Viu, em 1989, um time de craques comandados por Tostão. Ainda tinha o Osvaldo e o Kazu, que lembrava seu estilo de jogo na pelada. Mas o camisa 10 do time da pelada no Capão Raso tinha Tostão como seu ídolo. Cada vez que marcava um gol saia correndo em velocidade e lançava-se ao ar, imitando Pelé, socando o ar e gritava em um desabafo:
- Toooosssstãaaooo
Depois disso, nunca mais viu um grande time do Coritiba jogar. Teve, sim, grandes momentos de alegria. Acompanhou a chegada do Coxa por duas vezes às semi-final da Copa do Brasil, por algumas vezes sonhou com o título brasileiro e levou alguns campeonatos paranaenses. Mas depois daquela canetada da CBF e seu presidente, o Ricardo Teixeira, não viu mais grandes desfiles de craques e um time jogando como aquele de 1989.

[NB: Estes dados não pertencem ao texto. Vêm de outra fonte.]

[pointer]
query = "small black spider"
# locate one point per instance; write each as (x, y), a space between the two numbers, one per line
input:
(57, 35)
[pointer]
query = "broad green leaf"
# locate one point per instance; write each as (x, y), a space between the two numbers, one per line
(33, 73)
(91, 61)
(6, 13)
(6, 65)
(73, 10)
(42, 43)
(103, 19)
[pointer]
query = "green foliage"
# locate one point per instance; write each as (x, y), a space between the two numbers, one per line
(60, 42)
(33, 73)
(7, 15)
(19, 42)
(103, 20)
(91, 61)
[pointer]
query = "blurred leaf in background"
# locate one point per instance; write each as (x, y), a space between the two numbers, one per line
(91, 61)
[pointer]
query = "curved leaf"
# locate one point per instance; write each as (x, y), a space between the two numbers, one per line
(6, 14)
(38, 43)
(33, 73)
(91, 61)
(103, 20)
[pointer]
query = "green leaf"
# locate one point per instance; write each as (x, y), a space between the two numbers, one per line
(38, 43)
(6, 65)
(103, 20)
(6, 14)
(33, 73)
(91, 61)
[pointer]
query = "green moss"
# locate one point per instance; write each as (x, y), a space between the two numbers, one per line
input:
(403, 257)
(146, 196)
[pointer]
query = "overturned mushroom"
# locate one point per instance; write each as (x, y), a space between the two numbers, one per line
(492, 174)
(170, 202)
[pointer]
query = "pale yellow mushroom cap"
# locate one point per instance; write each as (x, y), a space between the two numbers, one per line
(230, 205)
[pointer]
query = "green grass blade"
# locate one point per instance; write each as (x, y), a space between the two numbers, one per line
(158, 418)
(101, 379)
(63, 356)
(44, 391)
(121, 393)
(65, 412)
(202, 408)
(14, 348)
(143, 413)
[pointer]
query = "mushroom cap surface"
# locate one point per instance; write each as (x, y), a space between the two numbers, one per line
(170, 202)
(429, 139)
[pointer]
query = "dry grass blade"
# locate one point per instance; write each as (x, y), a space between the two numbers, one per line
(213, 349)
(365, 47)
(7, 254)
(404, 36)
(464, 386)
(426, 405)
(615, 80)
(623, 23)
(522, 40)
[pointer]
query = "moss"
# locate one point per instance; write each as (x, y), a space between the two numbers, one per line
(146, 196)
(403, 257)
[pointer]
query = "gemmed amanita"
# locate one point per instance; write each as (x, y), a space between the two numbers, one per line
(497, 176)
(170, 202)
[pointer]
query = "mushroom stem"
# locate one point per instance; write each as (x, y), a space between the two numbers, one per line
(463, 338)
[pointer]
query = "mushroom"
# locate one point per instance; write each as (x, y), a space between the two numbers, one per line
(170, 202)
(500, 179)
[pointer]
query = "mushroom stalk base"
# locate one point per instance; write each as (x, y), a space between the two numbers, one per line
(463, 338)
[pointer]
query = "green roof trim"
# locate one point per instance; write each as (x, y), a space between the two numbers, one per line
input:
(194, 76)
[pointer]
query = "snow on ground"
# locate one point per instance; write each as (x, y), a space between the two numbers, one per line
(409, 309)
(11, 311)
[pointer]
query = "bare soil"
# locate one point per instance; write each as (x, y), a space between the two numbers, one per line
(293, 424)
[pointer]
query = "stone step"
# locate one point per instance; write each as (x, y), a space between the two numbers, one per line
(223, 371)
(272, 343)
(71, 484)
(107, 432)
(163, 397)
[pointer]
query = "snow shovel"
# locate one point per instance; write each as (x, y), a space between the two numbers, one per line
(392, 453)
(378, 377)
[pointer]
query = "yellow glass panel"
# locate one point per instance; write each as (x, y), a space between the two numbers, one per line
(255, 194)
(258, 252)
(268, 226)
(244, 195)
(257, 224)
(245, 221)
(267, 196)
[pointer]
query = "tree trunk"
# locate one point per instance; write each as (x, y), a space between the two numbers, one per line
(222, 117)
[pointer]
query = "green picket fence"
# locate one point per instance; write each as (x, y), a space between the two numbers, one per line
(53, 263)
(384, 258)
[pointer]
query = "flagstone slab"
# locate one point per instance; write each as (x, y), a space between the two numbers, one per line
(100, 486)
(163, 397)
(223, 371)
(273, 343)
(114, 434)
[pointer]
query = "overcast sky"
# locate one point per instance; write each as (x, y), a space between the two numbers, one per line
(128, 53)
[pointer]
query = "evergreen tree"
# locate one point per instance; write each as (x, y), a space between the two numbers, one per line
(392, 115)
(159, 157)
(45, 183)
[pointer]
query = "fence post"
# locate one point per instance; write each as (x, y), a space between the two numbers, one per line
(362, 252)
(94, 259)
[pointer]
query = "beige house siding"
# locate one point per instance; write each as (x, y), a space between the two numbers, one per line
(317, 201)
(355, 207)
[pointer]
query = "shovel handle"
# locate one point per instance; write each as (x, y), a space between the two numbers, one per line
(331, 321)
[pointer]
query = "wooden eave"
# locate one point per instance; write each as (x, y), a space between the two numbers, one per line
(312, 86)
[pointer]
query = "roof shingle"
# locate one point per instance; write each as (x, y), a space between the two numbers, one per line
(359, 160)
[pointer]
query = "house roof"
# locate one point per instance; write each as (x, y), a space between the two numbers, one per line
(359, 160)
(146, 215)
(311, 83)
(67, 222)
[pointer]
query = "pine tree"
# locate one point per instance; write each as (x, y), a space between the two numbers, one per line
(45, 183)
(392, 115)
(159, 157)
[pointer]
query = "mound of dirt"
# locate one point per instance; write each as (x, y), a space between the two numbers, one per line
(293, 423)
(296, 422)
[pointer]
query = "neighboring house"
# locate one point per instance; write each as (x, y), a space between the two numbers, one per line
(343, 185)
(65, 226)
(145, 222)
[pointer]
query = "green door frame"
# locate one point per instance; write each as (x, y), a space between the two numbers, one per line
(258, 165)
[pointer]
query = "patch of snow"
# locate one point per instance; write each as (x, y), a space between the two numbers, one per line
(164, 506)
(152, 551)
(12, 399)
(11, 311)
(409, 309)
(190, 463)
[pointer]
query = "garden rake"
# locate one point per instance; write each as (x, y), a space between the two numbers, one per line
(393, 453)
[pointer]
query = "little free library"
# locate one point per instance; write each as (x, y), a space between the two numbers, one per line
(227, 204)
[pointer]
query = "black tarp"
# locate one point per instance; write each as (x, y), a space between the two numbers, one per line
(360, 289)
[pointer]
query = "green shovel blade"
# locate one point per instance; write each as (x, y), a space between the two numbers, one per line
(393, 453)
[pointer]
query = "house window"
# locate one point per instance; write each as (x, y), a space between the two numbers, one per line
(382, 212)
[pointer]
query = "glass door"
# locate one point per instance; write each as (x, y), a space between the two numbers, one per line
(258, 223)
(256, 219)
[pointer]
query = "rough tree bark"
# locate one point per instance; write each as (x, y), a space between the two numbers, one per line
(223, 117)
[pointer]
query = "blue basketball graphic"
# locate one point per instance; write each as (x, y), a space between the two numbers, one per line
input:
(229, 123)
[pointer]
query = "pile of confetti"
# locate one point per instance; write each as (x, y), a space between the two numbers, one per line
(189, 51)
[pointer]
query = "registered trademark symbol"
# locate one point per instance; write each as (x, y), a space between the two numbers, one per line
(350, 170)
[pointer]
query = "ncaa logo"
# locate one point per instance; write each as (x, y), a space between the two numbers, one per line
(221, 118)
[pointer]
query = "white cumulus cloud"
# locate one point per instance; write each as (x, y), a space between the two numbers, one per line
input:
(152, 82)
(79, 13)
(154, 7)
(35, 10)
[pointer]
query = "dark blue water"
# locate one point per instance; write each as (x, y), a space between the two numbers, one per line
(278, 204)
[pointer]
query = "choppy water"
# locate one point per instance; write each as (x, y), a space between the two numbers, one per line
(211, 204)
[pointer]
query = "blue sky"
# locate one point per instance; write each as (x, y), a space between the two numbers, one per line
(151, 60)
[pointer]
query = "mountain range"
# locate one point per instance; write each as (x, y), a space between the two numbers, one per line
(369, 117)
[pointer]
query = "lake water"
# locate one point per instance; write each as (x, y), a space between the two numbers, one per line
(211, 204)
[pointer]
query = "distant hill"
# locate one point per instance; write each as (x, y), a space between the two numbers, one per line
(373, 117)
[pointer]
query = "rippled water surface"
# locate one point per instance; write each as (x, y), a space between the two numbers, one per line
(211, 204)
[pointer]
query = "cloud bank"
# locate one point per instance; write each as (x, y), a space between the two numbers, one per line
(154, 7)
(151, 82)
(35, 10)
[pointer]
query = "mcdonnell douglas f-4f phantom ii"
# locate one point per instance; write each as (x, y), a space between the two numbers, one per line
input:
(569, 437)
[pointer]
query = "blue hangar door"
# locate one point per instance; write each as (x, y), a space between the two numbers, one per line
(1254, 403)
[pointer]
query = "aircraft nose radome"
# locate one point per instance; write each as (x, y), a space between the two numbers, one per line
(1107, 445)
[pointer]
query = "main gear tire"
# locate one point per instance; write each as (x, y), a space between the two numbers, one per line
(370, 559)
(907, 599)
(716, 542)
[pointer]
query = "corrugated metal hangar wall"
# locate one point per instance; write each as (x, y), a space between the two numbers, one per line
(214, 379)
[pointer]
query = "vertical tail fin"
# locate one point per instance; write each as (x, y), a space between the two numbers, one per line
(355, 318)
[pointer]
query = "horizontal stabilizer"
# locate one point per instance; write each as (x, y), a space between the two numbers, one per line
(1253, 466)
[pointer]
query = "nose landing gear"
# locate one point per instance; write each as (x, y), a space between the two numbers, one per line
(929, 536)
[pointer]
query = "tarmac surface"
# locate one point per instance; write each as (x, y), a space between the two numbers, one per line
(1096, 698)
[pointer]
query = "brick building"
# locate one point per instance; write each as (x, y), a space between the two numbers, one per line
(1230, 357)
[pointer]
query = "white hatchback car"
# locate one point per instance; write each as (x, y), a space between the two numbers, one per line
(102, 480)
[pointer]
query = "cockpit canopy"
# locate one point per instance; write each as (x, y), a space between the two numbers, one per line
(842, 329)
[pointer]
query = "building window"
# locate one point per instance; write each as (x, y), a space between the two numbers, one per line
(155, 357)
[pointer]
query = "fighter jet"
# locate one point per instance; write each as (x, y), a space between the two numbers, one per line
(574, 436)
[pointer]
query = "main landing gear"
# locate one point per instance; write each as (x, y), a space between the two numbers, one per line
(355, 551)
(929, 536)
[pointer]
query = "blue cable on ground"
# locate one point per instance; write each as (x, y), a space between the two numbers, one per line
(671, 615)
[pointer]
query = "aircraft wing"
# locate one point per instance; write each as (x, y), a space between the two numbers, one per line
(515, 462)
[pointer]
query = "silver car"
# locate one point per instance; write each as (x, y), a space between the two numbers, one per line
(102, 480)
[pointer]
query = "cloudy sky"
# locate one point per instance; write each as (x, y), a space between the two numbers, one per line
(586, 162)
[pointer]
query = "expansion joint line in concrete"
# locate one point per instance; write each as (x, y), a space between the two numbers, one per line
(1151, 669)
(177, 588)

Dois anos antes, em 1987, foi quando perdeu seu pai. Representante comercial, seu Gomes voltava de uma viagem a negócios que fizera para Joinville exatamente no dia 14 de maio daquele ano. Um motorista de caminhão perdeu o controle em uma curva e o carro em que seu Gomes estava foi atingido.
Aquele 14 de maio ficou marcado para sempre em sua vida e a cidade de Joinville também. Aos prantos, no velório do seu pai, sentenciou:
- Eu jamais voltarei a esta cidade.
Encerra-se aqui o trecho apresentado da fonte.